As director of Los Angeles County Public Works 45 years later, Pestrella finds himself again tried by wildfire. Just two months ago, he nearly lost his home a second time to the Mountain Fire, barely saving it by staying behind to fight flames alongside his son. Now, he is in the midst of the worst fire outbreak in Southern California history, which has repeatedly tested key infrastructure. “It just seems like there’s no end to the incident. It’s like a conflagration of incidents that are connecting, requiring response and of course, leadership, to collaborate and think and plan together, unlike anything I’ve seen here in LA County.”
Serving more than 10 million people at the nation’s largest municipal public works agency, Pestrella leads a team of 4,000 employees with an annual budget of $4.1 billion. The agency currently oversees more than 500 active construction projects along with providing vital infrastructure services.
But even with all that clout, Pestrella realized it was not enough for the agency to go it alone to mitigate major calamities—fire, atmospheric rivers, earthquakes—and large events poised to stretch LA regional infrastructure to the breaking point, such as the 2026 FIFA World Cup and 2028 Olympics.
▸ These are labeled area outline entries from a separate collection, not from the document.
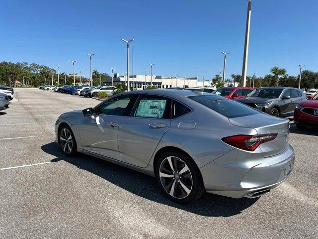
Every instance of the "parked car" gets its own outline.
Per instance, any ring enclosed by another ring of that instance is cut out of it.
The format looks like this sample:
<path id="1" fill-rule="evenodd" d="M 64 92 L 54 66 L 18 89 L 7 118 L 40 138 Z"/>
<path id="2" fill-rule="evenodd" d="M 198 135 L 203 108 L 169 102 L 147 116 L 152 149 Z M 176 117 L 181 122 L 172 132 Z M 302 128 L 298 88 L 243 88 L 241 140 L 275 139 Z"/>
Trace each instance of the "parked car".
<path id="1" fill-rule="evenodd" d="M 47 86 L 46 87 L 44 87 L 44 90 L 46 91 L 53 91 L 53 90 L 54 90 L 55 88 L 55 86 Z"/>
<path id="2" fill-rule="evenodd" d="M 318 94 L 296 106 L 294 122 L 300 129 L 304 129 L 307 126 L 318 126 Z"/>
<path id="3" fill-rule="evenodd" d="M 209 93 L 121 93 L 62 114 L 55 129 L 66 155 L 82 152 L 156 177 L 181 203 L 206 191 L 259 197 L 294 168 L 288 120 Z"/>
<path id="4" fill-rule="evenodd" d="M 6 91 L 10 91 L 12 93 L 14 93 L 14 91 L 13 91 L 13 88 L 11 87 L 8 87 L 7 86 L 4 86 L 3 85 L 0 84 L 0 90 L 5 90 Z"/>
<path id="5" fill-rule="evenodd" d="M 9 104 L 8 96 L 6 94 L 0 92 L 0 111 L 8 108 Z"/>
<path id="6" fill-rule="evenodd" d="M 213 94 L 228 99 L 237 100 L 245 97 L 254 90 L 249 87 L 223 87 L 217 89 Z"/>
<path id="7" fill-rule="evenodd" d="M 113 93 L 115 90 L 116 90 L 116 87 L 114 86 L 102 86 L 99 89 L 94 89 L 92 90 L 90 92 L 88 93 L 88 96 L 89 97 L 96 97 L 97 96 L 98 92 L 103 91 L 106 92 L 107 96 L 111 96 L 113 95 Z"/>
<path id="8" fill-rule="evenodd" d="M 317 93 L 318 93 L 318 90 L 316 90 L 316 89 L 311 89 L 306 92 L 306 96 L 307 96 L 307 97 L 313 96 Z"/>
<path id="9" fill-rule="evenodd" d="M 277 117 L 292 116 L 296 105 L 306 97 L 302 91 L 290 87 L 262 87 L 238 101 Z"/>
<path id="10" fill-rule="evenodd" d="M 212 93 L 215 89 L 212 88 L 211 87 L 191 87 L 188 88 L 184 88 L 184 91 L 196 91 L 200 92 L 206 92 L 207 93 Z"/>
<path id="11" fill-rule="evenodd" d="M 2 93 L 6 95 L 9 101 L 12 101 L 13 99 L 13 93 L 12 91 L 7 91 L 6 90 L 0 90 L 0 93 Z"/>

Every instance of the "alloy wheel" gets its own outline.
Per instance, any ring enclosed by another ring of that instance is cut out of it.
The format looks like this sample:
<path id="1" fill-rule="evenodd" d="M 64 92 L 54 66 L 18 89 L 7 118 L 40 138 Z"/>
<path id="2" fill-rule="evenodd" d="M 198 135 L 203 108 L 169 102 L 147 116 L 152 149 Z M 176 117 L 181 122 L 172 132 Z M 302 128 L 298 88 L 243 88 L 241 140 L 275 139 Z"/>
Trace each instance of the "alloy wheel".
<path id="1" fill-rule="evenodd" d="M 73 147 L 73 139 L 71 132 L 66 128 L 63 128 L 60 135 L 61 146 L 66 153 L 70 153 Z"/>
<path id="2" fill-rule="evenodd" d="M 193 179 L 186 164 L 177 157 L 167 157 L 159 169 L 160 181 L 171 196 L 177 199 L 188 196 L 192 189 Z"/>

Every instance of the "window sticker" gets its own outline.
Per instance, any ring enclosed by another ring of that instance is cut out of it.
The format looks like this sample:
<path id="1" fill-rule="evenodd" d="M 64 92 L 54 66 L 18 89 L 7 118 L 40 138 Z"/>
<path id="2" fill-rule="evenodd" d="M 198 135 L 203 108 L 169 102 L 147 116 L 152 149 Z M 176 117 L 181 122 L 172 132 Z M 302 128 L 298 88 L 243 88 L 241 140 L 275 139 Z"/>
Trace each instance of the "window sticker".
<path id="1" fill-rule="evenodd" d="M 137 117 L 162 118 L 165 108 L 166 100 L 142 100 L 136 113 Z"/>

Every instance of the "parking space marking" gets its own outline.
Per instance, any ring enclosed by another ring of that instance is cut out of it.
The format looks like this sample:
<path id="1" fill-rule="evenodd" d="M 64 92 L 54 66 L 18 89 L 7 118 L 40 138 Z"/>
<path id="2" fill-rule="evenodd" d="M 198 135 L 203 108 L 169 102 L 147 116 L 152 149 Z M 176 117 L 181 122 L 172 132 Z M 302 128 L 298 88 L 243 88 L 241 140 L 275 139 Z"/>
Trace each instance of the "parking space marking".
<path id="1" fill-rule="evenodd" d="M 37 135 L 36 136 L 24 136 L 23 137 L 16 137 L 15 138 L 0 138 L 0 140 L 4 140 L 5 139 L 15 139 L 17 138 L 33 138 L 34 137 L 37 137 Z"/>
<path id="2" fill-rule="evenodd" d="M 32 123 L 4 123 L 3 124 L 0 124 L 0 126 L 2 125 L 16 125 L 17 124 L 29 124 Z"/>
<path id="3" fill-rule="evenodd" d="M 33 164 L 27 164 L 26 165 L 15 166 L 14 167 L 9 167 L 8 168 L 0 168 L 0 170 L 5 170 L 6 169 L 12 169 L 13 168 L 23 168 L 24 167 L 30 167 L 31 166 L 40 165 L 41 164 L 45 164 L 46 163 L 52 163 L 52 162 L 44 162 L 44 163 L 33 163 Z"/>

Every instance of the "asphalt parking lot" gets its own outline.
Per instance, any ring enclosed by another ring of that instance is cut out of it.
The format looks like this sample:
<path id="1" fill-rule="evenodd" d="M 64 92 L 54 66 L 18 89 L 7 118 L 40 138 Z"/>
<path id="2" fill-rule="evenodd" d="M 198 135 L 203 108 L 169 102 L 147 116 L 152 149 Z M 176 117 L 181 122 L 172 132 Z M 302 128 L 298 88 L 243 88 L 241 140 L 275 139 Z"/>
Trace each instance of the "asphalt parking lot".
<path id="1" fill-rule="evenodd" d="M 0 238 L 318 237 L 317 129 L 301 131 L 291 120 L 294 171 L 265 196 L 206 194 L 182 205 L 154 178 L 63 154 L 58 117 L 99 101 L 37 89 L 16 89 L 15 97 L 0 112 Z"/>

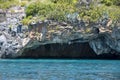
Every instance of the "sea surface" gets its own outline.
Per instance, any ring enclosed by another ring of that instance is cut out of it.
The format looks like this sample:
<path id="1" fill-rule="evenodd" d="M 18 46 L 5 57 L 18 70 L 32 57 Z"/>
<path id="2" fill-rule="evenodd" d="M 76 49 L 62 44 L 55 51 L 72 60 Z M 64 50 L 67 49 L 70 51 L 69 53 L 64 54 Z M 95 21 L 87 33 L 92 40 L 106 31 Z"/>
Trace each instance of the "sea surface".
<path id="1" fill-rule="evenodd" d="M 0 80 L 120 80 L 120 61 L 1 59 Z"/>

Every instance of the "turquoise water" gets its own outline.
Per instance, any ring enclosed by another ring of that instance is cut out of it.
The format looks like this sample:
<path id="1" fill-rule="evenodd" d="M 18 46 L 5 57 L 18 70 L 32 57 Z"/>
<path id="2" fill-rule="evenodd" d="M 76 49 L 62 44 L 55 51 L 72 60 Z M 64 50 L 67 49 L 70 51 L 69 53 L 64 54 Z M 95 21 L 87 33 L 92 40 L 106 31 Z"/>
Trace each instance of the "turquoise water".
<path id="1" fill-rule="evenodd" d="M 0 80 L 120 80 L 120 61 L 0 60 Z"/>

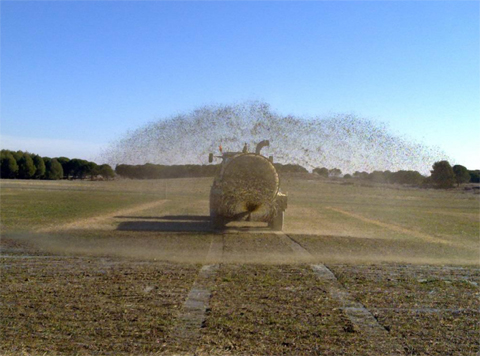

But as a master collaborator, Pestrella has fostered the interagency partnerships to not only prepare for such incidents, but also to help communities build more resiliently and equitably.
With that goal, he envisioned and co-founded InfrastructureLA several years ago with agencies LA Dept. of Water and Power, LA Metro, Los Angeles World Airports and others, to provide a platform for collaboration, project coordination and alignment to pursue funding holistically rather than as siloed agencies. “As much as you may want to do things on your own, you have to have the humility to understand that you don’t control anything in your life on your own, that every success has to do with all the parts working together,” Pestrella says. “So I just apply that philosophy to both life and to leadership.”
Key accomplishments include adopting the LA County Water Plan, drawing around $2.5 billion in federal funding for projects and preparing infrastructure and transportation routes for the World Cup and Olympics [ENR collaborates on an annual conference with InfrastructureLA].
“He is a leader not only deeply committed to enhancing the infrastructure in Los Angeles but also fostering a culture of collaboration, equity and sustainability,” says TJ Moon, assistant deputy director of LA County Public Works. “InfrastructureLA, under Director Pestrella’s leadership, has become a model for how regions can collaborate and improve infrastructure to maximize funding for the benefit of our residents.”
Other regions have begun to emulate InfrastructureLA’s success. Terri Mestas, former Los Angeles World Airports chief development officer and group representative, joined Seattle’s Sound Transit in 2024 as deputy CEO for megaproject delivery, managing about $54 billion in future infrastructure work. “I was so excited about the work we did at InfrastructureLA that I pitched the idea to the Port [of Washington] and to
WSDOT … and they said, ‘we’re all in. Let’s figure out how we can get this done,’” she says.